La définition elle-même, qui précise que "Marie a été, dans le premier instant de sa Conception par une grâce singulière de Dieu et par privilège, en vue des mérites de Jésus-Christ sauveur du genre humain, préservée de toute souillure du péché originel " s'accompagne non seulement d'actions de grâce et de prières diverses, mais aussi de la mention des châtiments encourus par d'éventuels contestataires.

Note - Le lien entre l'Immaculée Conception et l'infaillibilité pontificale.

Au terme d'une longue évolution, le pape, va définir en 1870 le dogme de l'infaillibilité pontificale. C'est la conclusion d'une montée en puissance progressive du siège de Rome depuis le Ve siècle et surtout depuis Grégoire VII au XIe siècle. Tout est basé sur les "versets pétriniens" des Évangiles qui mettent Pierre en avant au sein du collège des Apôtres, notamment Luc 22.31, Jean 20. 22-23 et surtout Matthieu 16.18. Dès le haut Moyen Age, on pense qu'ils s'appliquent au pape de Rome, "successeur de Pierre".

Le Concile de Vatican I va définir ce dogme selon lequel "le pontife romain, quand il parle ex cathedra, c'est-à-dire lorsque, remplissant sa charge de pasteur et de docteur de tous les chrétiens, il définit, en fonction de sa suprême autorité apostolique, qu'une doctrine en matière de foi ou de morale doit être tenue par toute l'Église, jouit en vertu de l'assistance divine qui lui a été promise en la personne de saint Pierre, de cette infaillibilité dont le divin Rédempteur a voulu que soit pourvue son Église lorsqu'elle définit la doctrine de la foi ou de la morale ; par conséquent ces définitions du pontife romain sont irréformables par elles-mêmes et non en vertu du consentement de l'Église."

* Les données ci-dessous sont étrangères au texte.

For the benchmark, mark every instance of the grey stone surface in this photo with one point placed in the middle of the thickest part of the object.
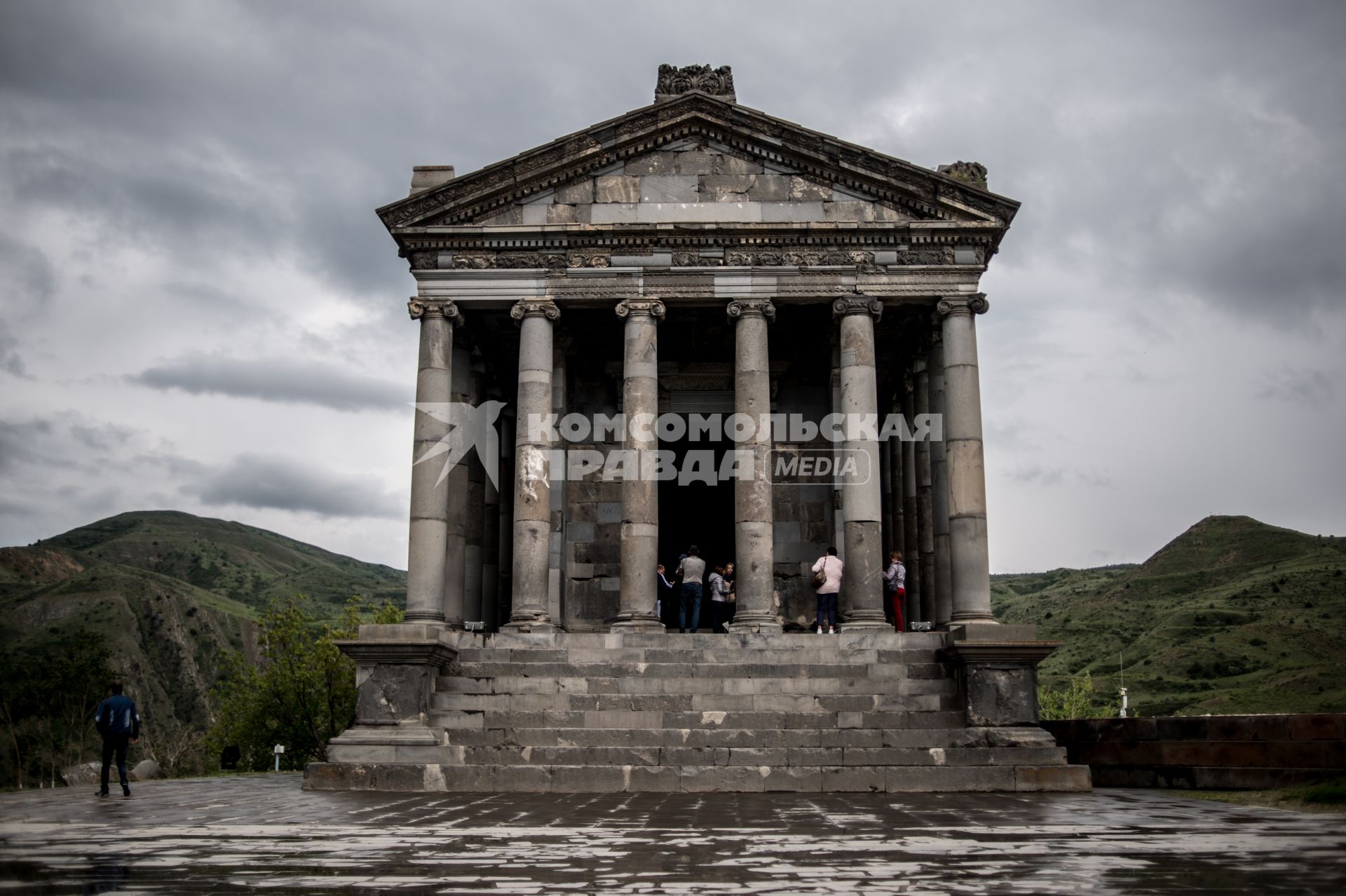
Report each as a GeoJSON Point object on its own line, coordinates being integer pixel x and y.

Or, lorsque seize ans plus tôt, le pape définit le dogme de l'Immaculée Conception, il se réfère à l'Infaillibilité pontificale qui ne sera promulguée qu'en 1870. Il y aurait donc comme un caractère rétroactif  du dogme de 1870. On peut donc s'interroger sur la question de l'autorité susceptible de procéder à un développement du dogme. S'il s'agit, quand on parle de développement, d'une croissance, cela suppose que le dogme était "en germe" dans l'Écriture et la tradition. C'est Henri Newman,  un anglican converti au catholicisme et  devenu cardinal, qui a dès 1845 le plus explicité la question. Il cite un certain nombre de développements dogmatiques au cours de l'histoire : le canon des livres du Nouveau Testament, le péché originel, le baptême des enfants, la communion sous une seule espèce. Mais, ajoute-t-il, peut-on imaginer d'autres développements ? Oui, déclare-t-il, mais ce sera l'oeuvre d'une autorité infaillible. Le futur cardinal avait donc fait le lien entre les deux définitionnels qui allaient suivre dans les décennies suivantes : Immaculée Conception en 1854 et Infaillibilité Pontificale en 1870.